I just started NN few months ago , now playing with data using Pytorch. I learnt how we use embedding for high cardinal data and reduce it to low dimensions. There is one thumb of role i saw that for reducing high dimensional categorical data in the form of embedding you use following formula
embedding_sizes = [(n_categories, min(50, (n_categories+1)//2)) for _,n_categories in embedded_cols.items()]
[(69, 35), (11, 6)]
After creating this embedding layer how do we know these embedding layers are appropriate for MLP ? Do we check score with different size of embedding layer or do we visualise this layer? If we visualise then what are the ways to visualise , in short how can i validate that my embedding layers are good in terms of its reduced size from 69 to 35 and 11 to 6?

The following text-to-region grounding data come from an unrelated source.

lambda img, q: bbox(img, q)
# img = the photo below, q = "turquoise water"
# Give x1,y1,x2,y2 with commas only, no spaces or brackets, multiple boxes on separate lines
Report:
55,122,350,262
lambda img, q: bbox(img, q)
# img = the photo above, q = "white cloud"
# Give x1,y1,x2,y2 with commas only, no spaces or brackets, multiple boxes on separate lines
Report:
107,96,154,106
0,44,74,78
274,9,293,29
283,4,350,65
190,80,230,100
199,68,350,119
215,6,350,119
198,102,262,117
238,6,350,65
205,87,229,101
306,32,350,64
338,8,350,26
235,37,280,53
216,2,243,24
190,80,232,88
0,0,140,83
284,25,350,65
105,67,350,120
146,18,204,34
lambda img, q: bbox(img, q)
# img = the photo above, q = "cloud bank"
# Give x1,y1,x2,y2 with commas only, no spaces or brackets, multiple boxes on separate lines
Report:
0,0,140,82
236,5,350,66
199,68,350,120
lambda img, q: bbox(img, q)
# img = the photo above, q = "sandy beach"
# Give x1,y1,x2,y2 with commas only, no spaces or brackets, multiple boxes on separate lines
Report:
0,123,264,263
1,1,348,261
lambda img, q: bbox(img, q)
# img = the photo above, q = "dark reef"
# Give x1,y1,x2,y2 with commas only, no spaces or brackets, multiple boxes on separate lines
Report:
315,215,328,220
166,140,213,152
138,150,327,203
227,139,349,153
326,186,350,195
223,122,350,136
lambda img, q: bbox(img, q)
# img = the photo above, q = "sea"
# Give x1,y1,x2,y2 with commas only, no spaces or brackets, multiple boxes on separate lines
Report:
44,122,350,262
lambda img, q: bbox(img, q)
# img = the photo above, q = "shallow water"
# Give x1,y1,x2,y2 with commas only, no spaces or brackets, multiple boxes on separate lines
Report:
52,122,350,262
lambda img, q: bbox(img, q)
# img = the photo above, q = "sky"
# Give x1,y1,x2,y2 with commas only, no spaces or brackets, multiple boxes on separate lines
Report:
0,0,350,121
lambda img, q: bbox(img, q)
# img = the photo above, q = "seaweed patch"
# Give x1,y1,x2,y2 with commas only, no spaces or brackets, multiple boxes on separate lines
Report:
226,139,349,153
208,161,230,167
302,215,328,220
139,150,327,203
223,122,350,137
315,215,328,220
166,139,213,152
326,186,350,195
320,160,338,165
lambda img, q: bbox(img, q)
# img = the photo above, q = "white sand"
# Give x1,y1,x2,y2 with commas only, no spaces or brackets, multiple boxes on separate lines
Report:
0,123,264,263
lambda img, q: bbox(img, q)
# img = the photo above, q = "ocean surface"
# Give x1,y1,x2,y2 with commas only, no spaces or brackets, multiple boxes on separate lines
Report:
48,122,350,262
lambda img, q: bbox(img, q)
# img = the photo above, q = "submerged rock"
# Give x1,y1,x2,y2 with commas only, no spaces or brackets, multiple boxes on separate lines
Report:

The embedding layer is just a look up table. So you pass an index and an embedding vector is returned. When you initialize the embedding layer, these are just random values. After training the embeddings, you can try the following to check the quality of the embeddings
- Check the metric. As everything kept same, the metric value of 69 dim and 35 dim embedding can give you some idea of the quality of embeddings
- You can use PCA to visualize the embeddings in 2D space. Although this is not a good approach.
@Kushaj thanks Kushaj , i think i need to extract those layers after training and then extract those to visualize with target variable , how can i extract these embeded layers weights after trainig?
layer.weight to get the embedding matrix. In general whenever you want to extract something from any layer in pytorch just look up at the
__init__ function in the source code.